Moi snatched up the ringing phone.
“Who is this?” As an educated Kenyan, Moi spoke excellent though heavily accented English. Like many Africans, he was conversant, if not fluent, in several tribal languages, but in the polyglot world of Mogadishu, the English tongue was the most commonly employed, particularly among African troops. “This is an unlisted number.”
“Colonel Moi, turn on your television set.”
Moi cursed under his breath. The voice was a white man’s. An American, he guessed. Moi stared incredulously at the phone. “My television set?”
“Yes, the big eighty-inch LCD hanging there on the wall in front of you.”
Moi glanced at his eighty-inch Samsung LCD television, a gift from a local Somali government official in his debt.
“How in the blazes do you know about my television?”
“I know a lot of things about you, Colonel Moi. Why don’t you turn it on, and I’ll tell you all about yourself.”
“When I get my hands on you, you shall learn things about me you wish you did not know.”
“Keep yammering and it’s gonna cost you one million pounds sterling.”
That caught Moi’s attention. “What are you talking about?”
“I’m talking about your bank account in the Cayman Islands. Do you want me to tell you the account number?”
Moi frowned.
Moi picked up the remote control and snapped on his television. It was linked to a satellite service. What he saw made him nearly crap his camouflaged pants. It was a crystal-clear infrared image of his compound from several thousand feet above.

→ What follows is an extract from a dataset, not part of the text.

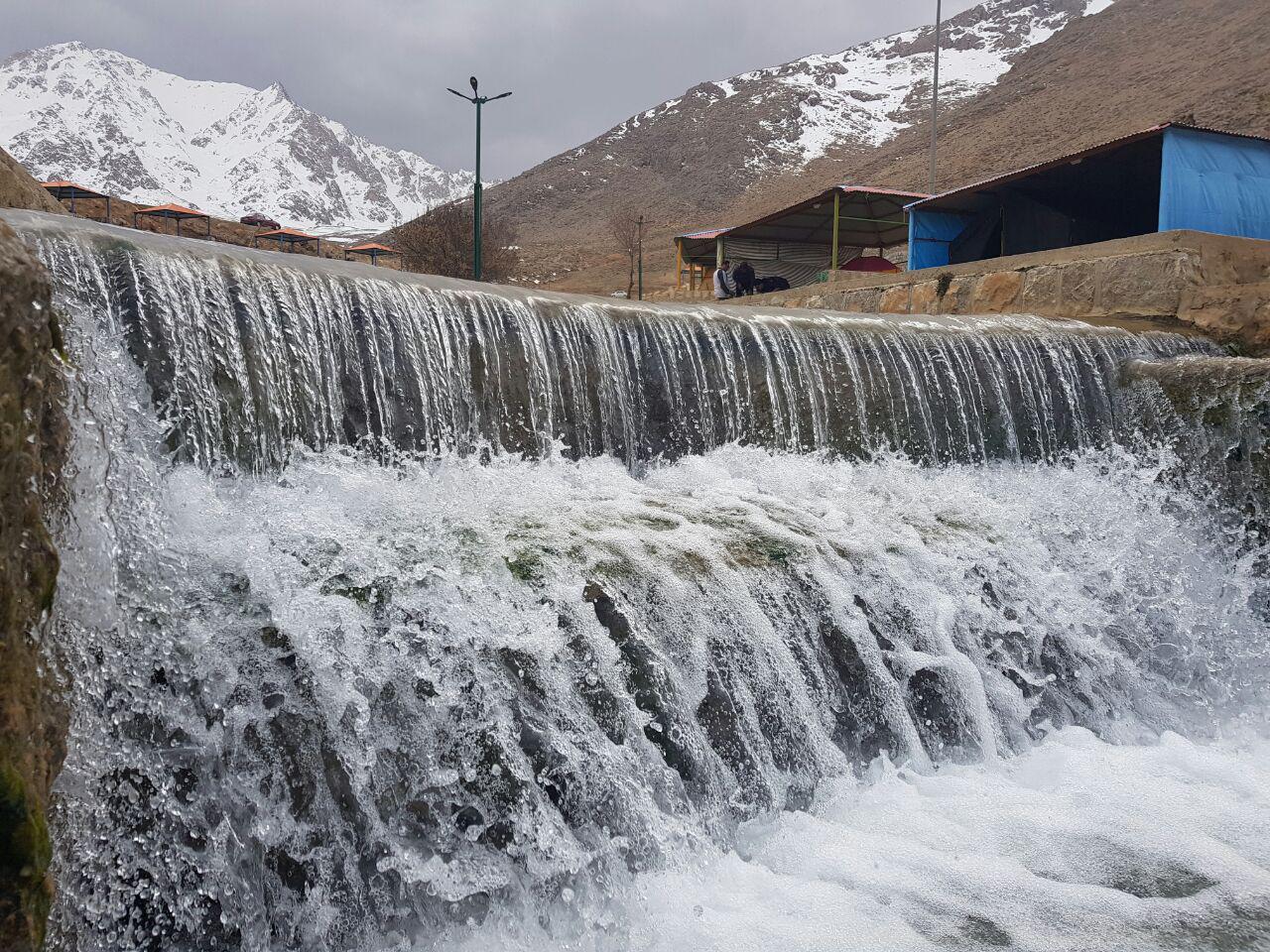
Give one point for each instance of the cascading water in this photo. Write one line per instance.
(408, 613)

The colonel quickly pulled on his combat boots and laced them up without taking his eyes off of the screen. When he finished, he approached the television and studied the image closely from just inches away. It was a live feed and he could make out each of his twenty soldiers at their various stations around the compound, even the ones loafing in the barracks. There was even a glowing gray image of him located in his second-story penthouse.
“Satellite imagery. Impressive,” Moi acknowledged. Obviously, the white man had some sort of satellite reconnaissance capability at his disposal. That likely meant he was with the American government.

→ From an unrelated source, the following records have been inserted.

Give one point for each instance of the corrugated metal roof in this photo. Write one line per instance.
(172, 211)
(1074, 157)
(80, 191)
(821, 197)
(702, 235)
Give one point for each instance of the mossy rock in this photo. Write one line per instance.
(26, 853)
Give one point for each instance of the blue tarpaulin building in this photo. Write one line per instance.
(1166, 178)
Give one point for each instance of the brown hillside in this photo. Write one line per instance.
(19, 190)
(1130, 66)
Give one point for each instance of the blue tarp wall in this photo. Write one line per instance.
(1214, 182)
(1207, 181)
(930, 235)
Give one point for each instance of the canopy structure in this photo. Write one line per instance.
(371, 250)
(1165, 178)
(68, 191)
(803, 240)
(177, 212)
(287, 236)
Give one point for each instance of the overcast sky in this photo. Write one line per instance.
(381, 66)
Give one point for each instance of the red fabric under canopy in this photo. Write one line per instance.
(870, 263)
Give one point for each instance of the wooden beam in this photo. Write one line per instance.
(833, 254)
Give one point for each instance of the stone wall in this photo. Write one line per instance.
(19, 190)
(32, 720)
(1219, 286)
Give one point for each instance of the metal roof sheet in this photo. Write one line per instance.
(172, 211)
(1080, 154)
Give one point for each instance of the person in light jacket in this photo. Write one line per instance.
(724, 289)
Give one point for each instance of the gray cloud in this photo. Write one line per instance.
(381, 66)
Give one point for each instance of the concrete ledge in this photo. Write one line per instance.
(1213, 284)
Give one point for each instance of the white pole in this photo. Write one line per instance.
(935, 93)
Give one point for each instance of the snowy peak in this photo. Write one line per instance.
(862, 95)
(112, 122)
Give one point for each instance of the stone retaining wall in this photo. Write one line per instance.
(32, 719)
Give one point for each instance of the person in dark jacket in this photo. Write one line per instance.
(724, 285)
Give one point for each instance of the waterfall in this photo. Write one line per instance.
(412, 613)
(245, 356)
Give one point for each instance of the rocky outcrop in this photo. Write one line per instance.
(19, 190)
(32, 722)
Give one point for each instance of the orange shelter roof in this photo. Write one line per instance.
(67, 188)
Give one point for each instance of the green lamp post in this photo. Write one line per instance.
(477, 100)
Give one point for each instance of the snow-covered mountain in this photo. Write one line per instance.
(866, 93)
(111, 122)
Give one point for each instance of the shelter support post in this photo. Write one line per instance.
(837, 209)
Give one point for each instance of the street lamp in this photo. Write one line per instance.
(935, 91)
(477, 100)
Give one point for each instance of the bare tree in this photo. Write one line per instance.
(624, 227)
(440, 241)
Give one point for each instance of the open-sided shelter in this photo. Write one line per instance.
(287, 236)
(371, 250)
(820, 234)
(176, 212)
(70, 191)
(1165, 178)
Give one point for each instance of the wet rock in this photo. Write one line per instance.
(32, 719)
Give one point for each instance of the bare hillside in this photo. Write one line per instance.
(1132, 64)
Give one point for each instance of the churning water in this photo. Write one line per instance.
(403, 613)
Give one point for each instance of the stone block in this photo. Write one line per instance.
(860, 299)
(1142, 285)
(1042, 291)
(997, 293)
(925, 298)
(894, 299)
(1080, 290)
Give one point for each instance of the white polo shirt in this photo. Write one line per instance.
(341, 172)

“What does the CIA want with me? And what is your name?” Moi asked again, but in a less threatening tone.
“I’m not with the CIA. I’m a private citizen. A businessman, to be specific. As far as you’re concerned, my nationality is money, and my name isn’t important.” This time the American’s voice boomed out of the television’s surround-sound system. “And you can turn your phone off now. No point in running up your bill.”
Moi shut his phone and pocketed it. “Then what do you want, Private Citizen?”
“I’ve had my eye on you for a while, Colonel,” the voice on the phone said. “You’re a man of routine, like most military men are. Routine makes men predictable. It also makes them targetable.”
Red target reticles suddenly appeared on each of the men visible in the high-definition video image and tracked them as they sauntered through the compound. Fortunately for Moi, no reticle appeared over his image, at least not yet.
“Not satellite. Predator,” Moi confidently concluded with a smile. Satellites couldn’t target men on the ground like that.
“Bingo. And what I want from you is to deliver the CSB shipment to the refugee camp as you promised, and I want you to do it right now.”
“Oh, so you are a Good Samaritan as well?”